October 18, 2007

(+++) COMPLETIONS?

The Land of Elyon: Into the Mist. By Patrick Carman. Scholastic. $11.99.

Annals of the Western Shore III: Powers. By Ursula K. Le Guin. Harcourt. $17.

      It can be hard for an author to let go of an extended story, so readers cannot always be sure when a multi-book series is finished. The Land of Elyon was a trilogy that started exceptionally well but went downhill – and now has a fourth book in the form of a prequel. In the trilogy itself, the first book, The Dark Hills Divide, is a fascinating story of a 12-year-old girl named Alexa Daley, who finds a way to get through the wall that surrounds the town of Bridewell – and who then encounters talking animals, a two-foot-high man and other fascinating creatures, with whom she becomes friendly and goes on adventures. This was Patrick Carman’s debut novel, and it was especially noteworthy for its strength of characterization – a feature that largely fell by the wayside in the second book, Beyond the Valley of Thorns (a quest to free a land from ogres and their evil leader), and the third, The Tenth City (a nonstop action book in which most of the problems are resolved rather too easily). Now comes Into the Mist, a prequel to the trilogy, with different central characters: brothers Thomas and Roland Warvold. Readers of the first three books will immediately recognize the boys’ last name: Alexa was walking with a man named Warvold, builder of the wall around Bridewell, when the man suddenly died and Alexa’s adventures began. The boys are less interesting than Alexa and not as well individualized – their different names and the differing tattoos on their knees are the main things setting them apart. Raised in a horrible orphanage, their past a mystery, the boys find danger everywhere as they make their way through the land. It turns out that Roland is destined for adventure at sea and Thomas for adventure on land – and their knees help them survive, as when they find themselves at scary Wakefield House and realize that, if they put their knees (and, figuratively, their heads) together, they can figure out what to do. Carman’s Land of Elyon books originated as bedtime stories for his children, and all of them, including this fourth one, are adventuresome and unchallenging enough to fill that role for other kids as well. Into the Mist is not particularly inventive, but it has enough adventure to charm many children and will be an easy read for most middle-schoolers.

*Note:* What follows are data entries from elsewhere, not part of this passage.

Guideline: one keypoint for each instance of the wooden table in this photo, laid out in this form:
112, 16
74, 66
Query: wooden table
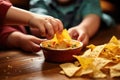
19, 65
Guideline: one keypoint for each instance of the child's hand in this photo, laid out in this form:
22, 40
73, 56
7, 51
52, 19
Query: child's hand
79, 34
47, 25
25, 42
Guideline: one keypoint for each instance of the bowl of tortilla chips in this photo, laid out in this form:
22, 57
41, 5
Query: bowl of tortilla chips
61, 48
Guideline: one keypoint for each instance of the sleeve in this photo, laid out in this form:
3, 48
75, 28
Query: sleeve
38, 6
5, 31
4, 6
91, 7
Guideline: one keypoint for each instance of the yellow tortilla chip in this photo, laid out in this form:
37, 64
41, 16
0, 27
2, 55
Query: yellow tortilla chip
114, 73
91, 46
99, 63
99, 74
82, 72
96, 52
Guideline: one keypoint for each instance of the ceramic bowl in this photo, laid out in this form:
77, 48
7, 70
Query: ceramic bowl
60, 55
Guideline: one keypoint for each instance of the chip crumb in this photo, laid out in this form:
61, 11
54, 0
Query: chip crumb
7, 57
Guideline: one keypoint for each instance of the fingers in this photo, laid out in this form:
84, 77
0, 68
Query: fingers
52, 26
79, 35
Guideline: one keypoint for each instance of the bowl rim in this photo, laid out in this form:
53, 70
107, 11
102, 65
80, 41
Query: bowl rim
62, 49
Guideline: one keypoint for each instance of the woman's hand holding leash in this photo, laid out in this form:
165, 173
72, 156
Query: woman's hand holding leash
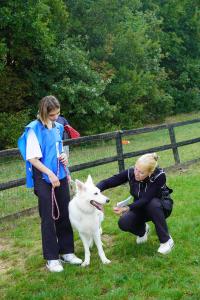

      Ursula K. Le Guin has a unique and finely honed style that she has polished in more than 40 books, and she always searches for grand themes that reach beyond the basics of her plots. Annals of the Western Shore is not among her most inventive series, but it does have a number of interesting elements, and its apparent conclusion in Powers will allow Le Guin to revisit this world in the future if she chooses to do so. In the first Annals book, Gifts, feuding families have strange powers that they use to fight each other, such as the ability to strike someone blind or set a fire by pointing to a spot. This is a fascinating premise that turns into a mild Romeo-and-Juliet story as a boy, Orrec, and a girl, Gry, flee their homes in the Uplands together rather than use their powers for harmful purposes. In the second book, Voices, the focus shifts to a 17-year-old girl named Memer, who lives in a home where books are hidden from the city’s occupiers, who hate reading and have banned it; the book ends with the city returned to its rightful rulers and Memer looking ahead to a better – and different – life. The books’ connection is the presence in Voices of Orrec and Gry, who come to the city from the Uplands and bring the people poems and stories. The third book, Powers, features a young boy named Gav, who has a photographic memory for book pages and can also “remember” things that have not yet happened. As in the previous books, tragedy forces Gav into the wider world, and he goes on a journey of self-discovery to find out where he truly belongs. The main theme here, as in many other Le Guin works, is where the individual fits in society – and, in the case of Powers, there is a specific focus on slavery and freedom (and what those too-easily-bandied-about words really mean). Powers is a well-constructed book that will appeal to many middle-schoolers and at least some high-schoolers as well. But its slavery-and-freedom theme is rather hackneyed (despite all Le Guin’s attempts to make it less so), and the characters do not have the emotional depth of others Le Guin has created. Still, the pacing is good, and the unusual powers of Gav, like those of others in this series, help keep the events interesting.